Background: Film preservationists and archivists have recognized the compelling need to develop new strategies for accessing our film heritage. Photochemical preservation may produce outstanding archival film copies, but the process remains expensive and the resulting film elements still require traditional film projection equipment in order to be viewed.
Digitizing film as a means of access and preservation has become an increasingly important alternative to traditional photochemical preservation. Procedures for converting optical sound tracks, however, have not kept pace with the development of image scanning techniques in part because technological advancements tend to be driven by the needs of the commercial film industry, not archives.

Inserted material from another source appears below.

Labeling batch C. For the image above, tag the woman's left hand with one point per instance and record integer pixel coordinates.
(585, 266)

Commercial film production separates image and audio content into two distinct workflows married only at the time of the final product. Digital film scanners now in production are designed with this segregated workflow in mind. As a result, digitally scanned sound film results in only the image content of the celluloid record being converted into a digital surrogate. No sound information is converted to digital audio. When optical sound tracks are digitized, the standard procedure requires the tracks to be processed separately on aging analog equipment that is expensive to maintain and operate.
Unless alternatives to current expensive approaches to digitizing sound films are found, access to most of this important material will effectively end as the commercial sector abandons support for traditional film screening equipment.
Optical Sound Recovery Tool (AEO-Light): AEO-Light software imports existing digital media files (e.g., dpx, avi, mov, etc.) created by film scanners and output a synchronous digital picture and sound file in a variety of formats depending on user preference. It also allows for the output of a freestanding digital audio file. The software works with either positive or negative images of color or black & white film stock.
AEO-Light works with any scanner meeting three basic criteria, thus maximizing its usefulness. The tool is designed to process all scans that:
- contain an optical sound track and image,
- have stable frame integrity with a minimal overscan, and
- are of sufficient scan resolution to allow for quality decoding of the optical sound information.